Image of two men kissingHomosexuality in Eighteenth-Century England, compiled by Rictor Norton

Verses following the Trial of the Earl of Castlehaven

1631


Introduction

A full account of the trial of the Earl of Castlehaven in 1631 for sodomy with his menservants and assistance in the rape of his wife, for which he was beheaded and two of his menservants were hanged, is published elsewhere on this site.

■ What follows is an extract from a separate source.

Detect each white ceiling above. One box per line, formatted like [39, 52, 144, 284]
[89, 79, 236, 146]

The following verses are some of the examples of popular bawdy literature that the trial inspired.

Rictor Norton


The Epitaph
I need no trophies to adorn my hearse
My wife exalts my horns in every verse
And placed them so full upon my tomb
That for my arms there is no vacant room
Who will take such a Countess to his bed
That first gives horns and then cuts off the head?

Responsio
Tis true you need no trophies to adorn your hearse
Your life being odious and below all verse
Nor was it your wife who came chaste to your bed
That did you horn; your own hands horned your head
Twas fit your head should of them most men censure
That you that lived so, should die a monster.

The Lady's Answer
Blame no your wife, for what yourself has wrought
You caused your horns in forcing me to nought
For had you been but human, not a beast
Your arms had been supporters to your crest
Nor need you yet have had a tomb or hearse
Besmeared with your sensual life in verse
Who then would take such a lord into her bed
That to gain horns himself, would lose his head.

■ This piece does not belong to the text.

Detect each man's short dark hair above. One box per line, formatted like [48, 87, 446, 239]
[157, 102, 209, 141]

My Lord High Steward his grace
With many a rich mace
Came guarded into the Palace
And with a pair of scales did weigh
Each word he did say
To keep his oration in ballace.

To tell you no lie
He liked the canopy
So well, and the chair he sat in
That my Lord High Steward still
Tis thought with a good will
He could have been contented to have been.

The Red Flap of the Law, next
Was to handle the text
And his part was to open the door.
But mark the disaster
My lord's grace his master
Had taken up all before.

The Attorney now began
Upon his legs to stand
Extolling the happiness of the King
That had lived so many years
And not one of his peers
Had committed so vile a thing.

And trust me twas strange
Of all that great range
That sat it out that day
That not one of them all
Should at some times fall
Wander or go a stray.

He used much scripture text
Which many there perplexed
Who did not think it possible
That a man of his trade
Who so much profit had made
Should be so well read in the Bible.

But the oration was witty
And truly twas pity
He did not longer stand
For by the quotations in the Law
He showed he was not raw
To matters that then were at hand.

The Solicitor most wise
Did lift up his eyes
And to my Lord Steward his grace
And in spite of his Majesty
For and his great canopy
Did look him full in face.

Then he declared
What might have been spared
That the fault was abominandum
And was beholding many ways
To the old English phrase
Sir Reverence non nominandum.

The prisoner now
Had leave to show
Concerning the rape of his wife
How that he did it not
But conceived it a plot
To take away him and his life.

But alas twas in vain
Himself for to strain
Since the Judges delivered in Plano
That to know by the touch
Was even just as much
As if it had been in Ano.

It's thought their trunk hose
Did also suppose
That in concubilu cum faeminis
There might be a rape
If lust made an escape
per ejectionem seminis.

But sure in this case
No dishonor to the place
Competent judges they were none
For by the close of their beards
Twas more than to be feared
They were Eunuchs every one.

Sir Thomas Fanshaw I'll swear
Above all that were there
By no means must be left out
For he fasted twelve hours and more
And two days before
To be able to turn round about.


(See also the Castlehaven trial, my analysis of the trial, and the trial of Broadway and Fitz-Patrick.)

SOURCE: Manuscript texts printed in the Appendix to Cynthia B. Herrup, A House in Gross Disorder: Sex, Law, and the 2nd Earl of Castlehaven (1999); with modernized punctuation and printing conventions.


CITATION: If you cite this Web page, please use the following citation:
Rictor Norton (Ed.), "Verses following the Trial of the Earl of Castlehaven, 1631", Homosexuality in Eighteenth-Century England: A Sourcebook. 27 September 2001, updated 15 June 2008 <http://www.rictornorton.co.uk/eighteen/1631touc.htm>.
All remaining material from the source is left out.